The research found women more effectively employ the emotional and social competencies correlated with effective leadership and management than men.

“Historically in the workplace, there has been a tendency for women to self-evaluate themselves as less competent, while men tend to overrate themselves in their competencies,” said Richard Boyatzis, distinguished university professor, Case Western Reserve University. “Research shows, however, that the reality is often the opposite. If more men acted like women in employing their emotional and social competencies, they would be substantially and distinctly more effective in their work.”

Boyatzis, Daniel Goleman and Hay Group developed the study. Goleman is co-director of the Consortium for Research on Emotional Intelligence in Organizations at Rutgers University.

The research found:

  • The greatest difference between men and women can be seen in emotional self-awareness, where women are 86% more likely than men to be seen as using the competency consistently (18.4% of women demonstrate the competency consistently compared to 9.9% of men).
  • Women are 45% more likely than men to be seen as demonstrating empathy consistently.
  • The smallest margin of difference is seen in positive outlook. When it comes to this emotional intelligence competency, women are 9% more likely to exhibit the competency consistently than men.
  • Other competencies in which women outperform men are coaching and mentoring, influence, inspirational leadership, conflict management, organizational awareness, adaptability, teamwork and achievement orientation.
  • Emotional self-control is the only competency in which men and women showed equal performance.
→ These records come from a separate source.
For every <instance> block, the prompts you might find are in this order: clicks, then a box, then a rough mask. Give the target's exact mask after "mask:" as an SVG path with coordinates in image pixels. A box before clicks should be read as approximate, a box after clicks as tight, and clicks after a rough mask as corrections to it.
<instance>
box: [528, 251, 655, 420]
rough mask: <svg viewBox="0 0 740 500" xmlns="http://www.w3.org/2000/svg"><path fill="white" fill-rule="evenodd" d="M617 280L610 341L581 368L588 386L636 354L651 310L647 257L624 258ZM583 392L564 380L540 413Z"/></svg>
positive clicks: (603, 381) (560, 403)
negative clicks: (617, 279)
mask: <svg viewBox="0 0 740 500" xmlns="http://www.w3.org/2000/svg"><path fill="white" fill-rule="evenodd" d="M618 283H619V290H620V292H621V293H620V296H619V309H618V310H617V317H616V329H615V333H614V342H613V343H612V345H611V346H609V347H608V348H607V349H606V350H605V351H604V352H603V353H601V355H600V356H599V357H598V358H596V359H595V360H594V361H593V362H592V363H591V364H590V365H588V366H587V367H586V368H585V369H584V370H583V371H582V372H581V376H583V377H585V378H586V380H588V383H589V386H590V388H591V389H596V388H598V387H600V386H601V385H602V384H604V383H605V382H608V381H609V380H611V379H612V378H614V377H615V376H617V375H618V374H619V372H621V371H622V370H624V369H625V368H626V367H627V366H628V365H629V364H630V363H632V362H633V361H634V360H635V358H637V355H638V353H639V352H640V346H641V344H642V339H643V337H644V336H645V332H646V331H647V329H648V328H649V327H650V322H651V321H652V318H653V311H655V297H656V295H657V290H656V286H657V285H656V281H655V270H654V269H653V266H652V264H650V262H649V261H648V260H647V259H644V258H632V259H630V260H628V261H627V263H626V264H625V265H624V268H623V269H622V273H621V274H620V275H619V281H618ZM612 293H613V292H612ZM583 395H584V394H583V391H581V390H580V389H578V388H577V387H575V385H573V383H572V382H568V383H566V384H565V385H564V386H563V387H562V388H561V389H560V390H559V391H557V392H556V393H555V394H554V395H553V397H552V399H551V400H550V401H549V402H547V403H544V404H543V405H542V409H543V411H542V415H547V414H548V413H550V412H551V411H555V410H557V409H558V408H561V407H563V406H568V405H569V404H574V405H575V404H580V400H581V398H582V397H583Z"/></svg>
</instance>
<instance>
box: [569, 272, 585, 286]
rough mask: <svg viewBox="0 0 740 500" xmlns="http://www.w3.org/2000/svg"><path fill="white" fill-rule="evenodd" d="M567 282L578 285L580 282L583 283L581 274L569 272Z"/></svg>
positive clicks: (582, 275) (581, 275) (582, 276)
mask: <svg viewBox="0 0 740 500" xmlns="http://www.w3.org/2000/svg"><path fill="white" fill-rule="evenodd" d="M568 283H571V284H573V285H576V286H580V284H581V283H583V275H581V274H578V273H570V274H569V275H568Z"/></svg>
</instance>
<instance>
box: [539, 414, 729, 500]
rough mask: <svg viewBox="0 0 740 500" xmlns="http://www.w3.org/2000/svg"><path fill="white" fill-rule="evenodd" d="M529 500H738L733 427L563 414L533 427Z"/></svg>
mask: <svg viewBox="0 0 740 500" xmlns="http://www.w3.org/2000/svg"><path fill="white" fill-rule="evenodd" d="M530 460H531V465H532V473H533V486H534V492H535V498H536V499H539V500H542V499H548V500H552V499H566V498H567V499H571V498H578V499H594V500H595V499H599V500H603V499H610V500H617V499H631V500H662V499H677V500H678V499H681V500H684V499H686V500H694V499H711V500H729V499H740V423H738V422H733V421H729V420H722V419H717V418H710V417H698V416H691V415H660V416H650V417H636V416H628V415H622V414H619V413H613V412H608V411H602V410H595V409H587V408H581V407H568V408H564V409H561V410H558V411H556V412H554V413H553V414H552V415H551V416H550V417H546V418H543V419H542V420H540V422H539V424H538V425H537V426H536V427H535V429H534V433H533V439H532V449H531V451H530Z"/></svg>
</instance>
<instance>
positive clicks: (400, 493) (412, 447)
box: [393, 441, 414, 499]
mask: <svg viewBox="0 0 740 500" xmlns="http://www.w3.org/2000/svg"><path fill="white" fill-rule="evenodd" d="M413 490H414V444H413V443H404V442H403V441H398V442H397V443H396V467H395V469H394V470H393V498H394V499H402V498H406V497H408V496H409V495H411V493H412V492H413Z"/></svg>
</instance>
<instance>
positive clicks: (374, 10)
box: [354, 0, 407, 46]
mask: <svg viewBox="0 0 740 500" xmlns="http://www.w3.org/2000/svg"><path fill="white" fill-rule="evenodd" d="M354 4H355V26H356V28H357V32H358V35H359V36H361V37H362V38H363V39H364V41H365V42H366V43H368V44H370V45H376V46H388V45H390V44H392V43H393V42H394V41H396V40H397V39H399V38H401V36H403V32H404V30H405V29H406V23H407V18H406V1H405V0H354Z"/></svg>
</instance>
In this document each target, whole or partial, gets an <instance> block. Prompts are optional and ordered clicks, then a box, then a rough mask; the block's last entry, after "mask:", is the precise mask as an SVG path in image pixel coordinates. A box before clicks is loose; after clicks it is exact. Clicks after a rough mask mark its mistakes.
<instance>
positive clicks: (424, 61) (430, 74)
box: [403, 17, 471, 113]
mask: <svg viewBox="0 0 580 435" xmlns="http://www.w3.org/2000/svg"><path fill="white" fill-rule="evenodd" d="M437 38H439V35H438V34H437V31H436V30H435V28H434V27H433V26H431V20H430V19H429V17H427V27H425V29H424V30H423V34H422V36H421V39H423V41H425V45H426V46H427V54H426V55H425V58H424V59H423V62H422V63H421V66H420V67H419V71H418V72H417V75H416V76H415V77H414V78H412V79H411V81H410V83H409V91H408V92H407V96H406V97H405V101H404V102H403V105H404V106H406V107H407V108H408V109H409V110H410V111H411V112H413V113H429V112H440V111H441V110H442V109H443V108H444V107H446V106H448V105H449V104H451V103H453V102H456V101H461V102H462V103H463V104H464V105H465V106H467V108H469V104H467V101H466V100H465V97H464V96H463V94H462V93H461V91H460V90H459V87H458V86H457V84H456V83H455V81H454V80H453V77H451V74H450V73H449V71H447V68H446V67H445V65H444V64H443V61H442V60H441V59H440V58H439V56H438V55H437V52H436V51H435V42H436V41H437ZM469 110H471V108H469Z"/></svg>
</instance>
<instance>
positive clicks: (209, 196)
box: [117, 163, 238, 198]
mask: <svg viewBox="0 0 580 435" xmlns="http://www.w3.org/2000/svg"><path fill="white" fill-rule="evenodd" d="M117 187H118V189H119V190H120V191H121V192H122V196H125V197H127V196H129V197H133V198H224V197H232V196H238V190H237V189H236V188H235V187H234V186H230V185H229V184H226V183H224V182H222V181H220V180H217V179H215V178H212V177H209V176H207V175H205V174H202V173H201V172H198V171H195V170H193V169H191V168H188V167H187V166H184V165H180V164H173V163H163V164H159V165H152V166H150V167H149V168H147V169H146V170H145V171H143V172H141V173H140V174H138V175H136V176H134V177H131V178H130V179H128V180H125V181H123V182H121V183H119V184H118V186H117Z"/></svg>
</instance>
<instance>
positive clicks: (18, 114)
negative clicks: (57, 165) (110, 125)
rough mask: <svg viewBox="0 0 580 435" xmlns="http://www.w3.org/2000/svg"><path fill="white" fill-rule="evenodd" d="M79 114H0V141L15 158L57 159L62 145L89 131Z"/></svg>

The research utilized data from 55,000 professionals across 90 countries and all levels of management, collected between 2011 and 2015, using the Emotional and Social Competency Inventory. The ESCI tool measures 12 emotional and social intelligence competencies proven to impact business performance: achievement orientation, adaptability, coaching and mentoring, conflict management, empathy, emotional self-awareness, inspirational leadership, influence, organizational awareness, positive outlook, teamwork and emotional self-control.